Responses of medial rectus motoneurons in monkeys with strabismus

Affiliations

Responses of medial rectus motoneurons in monkeys with strabismus

Anand C Joshi et al. Invest Ophthalmol Vis Sci. .

Abstract

Purpose: Monkeys reared under conditions of alternating monocular occlusion during their first few months of life show large horizontal strabismus, "A" patterns, and dissociated vertical deviation. "A" patterns manifest as an inappropriate horizontal component in the deviated eye during vertical eye movements (cross-axis movement). The objective of this study was to investigate response properties of medial rectus motoneurons (MRMNs) in relation to strabismus properties.

Methods: Burst-tonic activity of 21 MRMNs in the oculomotor nucleus were recorded from two monkeys with exotropia as they performed horizontal and vertical smooth pursuit (0.2 Hz, ±10°) under monocular viewing conditions. Neuronal responses and horizontal component of eye movements were used to identify regression coefficients in a first-order model for each tracking condition.

Results: Comparison of position, velocity, and constant parameter coefficients, estimated from horizontal tracking data with either eye viewing, showed no significant differences (P > 0.07), indicating that neuronal activity could account for the horizontal misalignment. Comparison of the position, velocity, and constant parameter coefficients estimated from horizontal tracking and the cross-axis condition showed no significant differences (P > 0.07), suggesting that motoneuron activity could account for most of the inappropriate horizontal cross-axis movement observed in the covered eye during vertical smooth pursuit.

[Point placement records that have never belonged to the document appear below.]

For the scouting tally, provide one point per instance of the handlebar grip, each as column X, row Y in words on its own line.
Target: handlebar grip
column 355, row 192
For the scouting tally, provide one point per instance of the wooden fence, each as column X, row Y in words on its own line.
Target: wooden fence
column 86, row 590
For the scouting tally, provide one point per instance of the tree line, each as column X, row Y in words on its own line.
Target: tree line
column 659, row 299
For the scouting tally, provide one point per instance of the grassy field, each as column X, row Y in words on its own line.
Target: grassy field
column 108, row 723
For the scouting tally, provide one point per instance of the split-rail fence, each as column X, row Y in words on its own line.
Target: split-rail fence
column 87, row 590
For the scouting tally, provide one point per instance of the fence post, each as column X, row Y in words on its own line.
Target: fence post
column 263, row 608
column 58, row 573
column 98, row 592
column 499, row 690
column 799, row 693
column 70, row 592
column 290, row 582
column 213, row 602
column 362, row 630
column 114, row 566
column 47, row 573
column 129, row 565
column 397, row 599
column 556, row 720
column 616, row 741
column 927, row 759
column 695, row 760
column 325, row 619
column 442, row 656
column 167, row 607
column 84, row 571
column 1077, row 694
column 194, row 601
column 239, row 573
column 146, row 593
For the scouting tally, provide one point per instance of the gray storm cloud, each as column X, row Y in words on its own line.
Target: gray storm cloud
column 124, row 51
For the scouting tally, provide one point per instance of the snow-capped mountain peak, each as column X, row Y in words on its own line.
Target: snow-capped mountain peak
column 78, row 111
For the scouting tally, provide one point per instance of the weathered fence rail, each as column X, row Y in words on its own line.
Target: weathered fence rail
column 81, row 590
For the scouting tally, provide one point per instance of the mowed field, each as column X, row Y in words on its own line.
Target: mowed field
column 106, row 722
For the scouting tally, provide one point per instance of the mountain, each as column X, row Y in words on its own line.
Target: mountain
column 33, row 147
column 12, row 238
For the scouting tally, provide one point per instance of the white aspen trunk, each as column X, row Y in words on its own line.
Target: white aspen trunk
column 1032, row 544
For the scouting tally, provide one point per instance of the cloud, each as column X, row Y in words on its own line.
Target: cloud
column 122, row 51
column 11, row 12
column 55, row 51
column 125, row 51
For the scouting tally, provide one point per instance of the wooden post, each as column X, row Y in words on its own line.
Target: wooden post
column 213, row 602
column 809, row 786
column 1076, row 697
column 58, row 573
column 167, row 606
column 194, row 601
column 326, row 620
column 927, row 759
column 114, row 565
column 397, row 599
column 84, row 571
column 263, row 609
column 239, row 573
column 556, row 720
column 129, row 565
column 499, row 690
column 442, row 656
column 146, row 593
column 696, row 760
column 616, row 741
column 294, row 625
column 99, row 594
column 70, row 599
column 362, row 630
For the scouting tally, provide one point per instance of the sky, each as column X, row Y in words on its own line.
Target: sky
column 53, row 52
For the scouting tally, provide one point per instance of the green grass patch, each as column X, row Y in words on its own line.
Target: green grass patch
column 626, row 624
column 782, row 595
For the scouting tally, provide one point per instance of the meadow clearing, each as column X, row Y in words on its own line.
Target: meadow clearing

Conclusions: These data suggest that, in animals with sensory-induced strabismus, central innervation to extraocular muscles is responsible for setting the state of strabismus. Mechanical factors such as muscle length adaptation (for horizontal misalignment) and pulley heterotopy or static torsion (for "A" patterns) likely do not play a major role in determining properties in a sensory-induced strabismus.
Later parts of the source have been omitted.